Press Release: IMF Completes First Review Under Burundi's PRGF Arrangement and Approves US$10.9 Million Disbursement
January 19, 2005
The Executive Board of the International Monetary Fund (IMF) today completed the first review of Burundi's economic performance under an SDR 69.3 million (about US$105.6 million) Poverty Reduction and Growth Facility (PRGF) arrangement (see Press Release No. 04/13), and approved the disbursement of an amount equivalent to SDR 7.15 million (about US$10.9 million), which will bring the total disbursements under the PRGF arrangement to SDR 33.55 million (about US$51.1 million). The Executive Board of the IMF approved a three-year arrangement under the PRGF for Burundi on January 23, 2004 to support the country's economic reform program through January 2007.

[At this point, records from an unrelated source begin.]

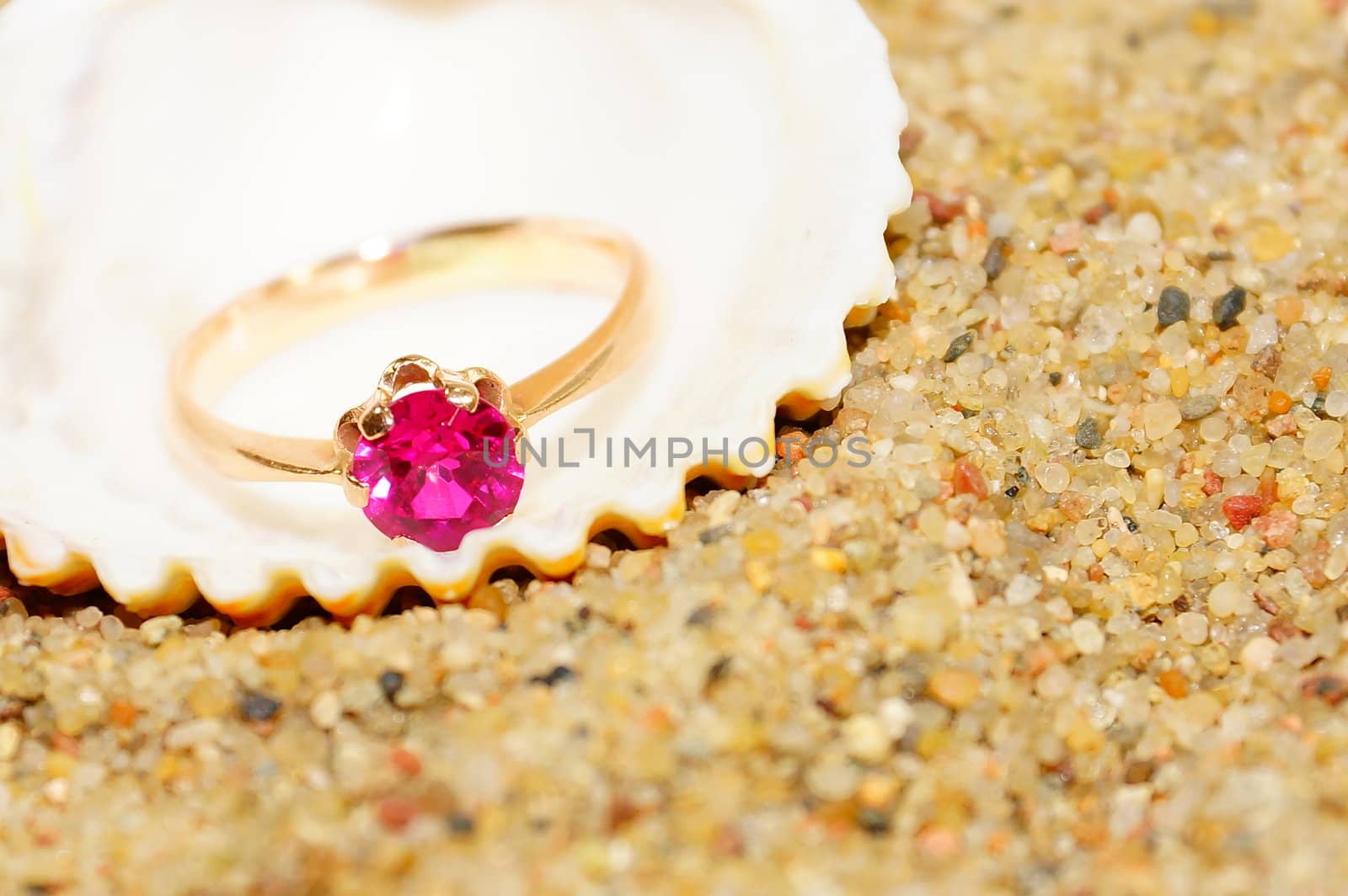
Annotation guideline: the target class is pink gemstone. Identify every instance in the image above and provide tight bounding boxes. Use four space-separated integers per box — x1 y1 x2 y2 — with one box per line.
350 389 524 551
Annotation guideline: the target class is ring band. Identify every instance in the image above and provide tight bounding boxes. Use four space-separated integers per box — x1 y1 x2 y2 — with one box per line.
168 218 645 551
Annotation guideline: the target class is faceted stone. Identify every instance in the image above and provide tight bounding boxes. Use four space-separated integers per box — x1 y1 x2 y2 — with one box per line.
350 389 524 551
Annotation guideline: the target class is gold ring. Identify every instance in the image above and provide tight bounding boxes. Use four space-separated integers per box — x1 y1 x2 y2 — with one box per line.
168 218 645 551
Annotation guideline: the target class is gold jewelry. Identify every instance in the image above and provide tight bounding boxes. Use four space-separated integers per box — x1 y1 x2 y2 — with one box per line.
168 218 645 551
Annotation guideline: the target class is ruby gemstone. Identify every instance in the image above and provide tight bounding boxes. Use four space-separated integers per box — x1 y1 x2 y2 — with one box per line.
350 389 524 551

In completing the first review, the Executive Board granted Burundi's request for waivers of nonobservance of performance criterion pertaining to external payments arrears, the establishment of a new auditing court; and the adoption of weekly liquidation auctions.
Following the Executive Board's discussion on Burundi's economic performance, Agustín Carstens, Deputy Managing Director and Acting Chair, stated:
"Burundi has made a good start in implementing its PRGF-supported program, against the backdrop of a difficult political environment. Encouragingly, the demobilization process has begun and the security situation has improved. Macroeconomic developments in 2004 were broadly on track, with somewhat higher-than-expected real growth, but overall program performance was mixed owing to fiscal slippages and delays in implementing structural reforms. Notwithstanding these broadly positive developments, Burundi faces enormous challenges, including the need to complete the political transition and the demobilization of armed combatants, to secure debt relief, and to address widespread poverty and work to meet the Millennium Development Goals.
"Fiscal slippages in 2004 reflected the adverse fiscal effects of the surge in petroleum prices and higher spending associated with the peace process, but also the need to cover higher coffee sector losses from budgetary resources—underscoring the urgency of implementing the coffee reform strategy. The increase in donor-supported project spending is welcome.
"The 2005 budget envisages a reduction in the primary fiscal deficit and a further increase in social spending. Savings from reduced military spending are to be redirected to urgent social needs. Appropriate and timely donor support will be vital to ensure that this effort moves ahead without destabilizing public finances. Measures are also being taken to strengthen the management of public finances, notably through a new budget and accounts code and improved wage bill management.
"The Bank of the Republic of Burundi is strengthening its monetary instruments and its supervision of the banking sector, building on the improvements made in 2004. Reflecting recent reform steps, the differential between the official and parallel exchange rates has fallen to historic lows. In mid-January 2005, the remaining foreign exchange surrender requirement was eliminated. The authorities are proceeding with further liberalization of the exchange and trade systems.
"Based on a preliminary debt sustainability analysis, jointly undertaken by IMF and World Bank staff, Burundi's external debt burden at end-2003 is unsustainable after traditional debt relief. It is likewise expected that the country's debt situation will be shown to have been unsustainable, after traditional debt relief, at end-2004. On this basis, Burundi is likely to qualify for assistance under the Enhanced Heavily Indebted Poor Countries (HIPC) Initiative and could reach its HIPC decision point by mid-2005, provided its macroeconomic program, supported by the PRGF arrangement, remains on track as evidenced by completion of the second program review. Given Burundi's heavy debt burden, it is important that external financial assistance be in the form of grants and/or highly concessional loans," Mr. Carstens said.
The PRGF is the IMF's concessional facility for low-income countries. PRGF-supported programs are based on country-owned poverty reduction strategies adopted in a participatory process involving civil society and development partners and articulated in a PRSP. This is intended to ensure that PRGF-supported programs are consistent with a comprehensive framework to foster growth and reduce poverty. PRGF loans carry an annual interest rate of 0.5 percent and are repayable over 10 years with a 5 ½-year grace period on principal payments.